Dentro da carruagem, Selune, Nix e eu conversávamos enquanto seguíamos rumo à mansão dos Rulmar. Como de costume, a elfa assumiu o papel de conselheira.
— Tenho que fazer isso. — disse Selune, ajeitando seu manto. — Da última vez você fez o que deu na cabeça e fomos expulsos da festa.
— Sim, eu sei. Fui impulsivo. Mas deu tudo certo, não deu?
— Deu certo por um golpe de sorte. — ela respondeu, cruzando os braços. — Você quase foi expurgado de todo o convívio social.
— Ainda bem que o Roderick é esquentadinho. — acrescentei com um meio sorriso.
Nix, que ouvia a conversa, arqueou uma sobrancelha.
— Espera… Vocês foram expulsos da festa, não é? Então por que só chegaram em casa na manhã seguinte?
Troquei um olhar culpado com Selune antes de pigarrear.
— Então, Selune, como você estava dizendo… O que devo fazer para me portar melhor hoje?
A elfa revirou os olhos, mas seguiu com o assunto.

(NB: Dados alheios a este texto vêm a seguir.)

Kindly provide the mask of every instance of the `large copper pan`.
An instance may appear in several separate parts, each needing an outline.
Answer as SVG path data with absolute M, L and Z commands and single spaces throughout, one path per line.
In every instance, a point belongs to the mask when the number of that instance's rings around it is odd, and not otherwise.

— Deve ouvir mais e falar menos. Avalie todos com cuidado e mantenha sua atitude de oposição aos Vulkaris, mas de forma sutil. Nada ofensivo ou explícito demais.
— E quanto aos compromissos? — perguntei, ajustando minha postura.
— Não assuma nenhum. Pelo menos, não agora.
Nix percebeu a mudança de assunto, mas apenas sorriu.
— Vocês são bobos. — ela disse, balançando a cabeça. — Já dei minha permissão há tempos.
Olhei para ela com carinho, sentindo meu coração aquecer. Inclinei-me e depositei um beijo em sua cabeça.
A carruagem começou a desacelerar. Do lado de fora, as luzes da mansão dos Rulmar brilhavam contra a escuridão da noite. Havíamos chegado.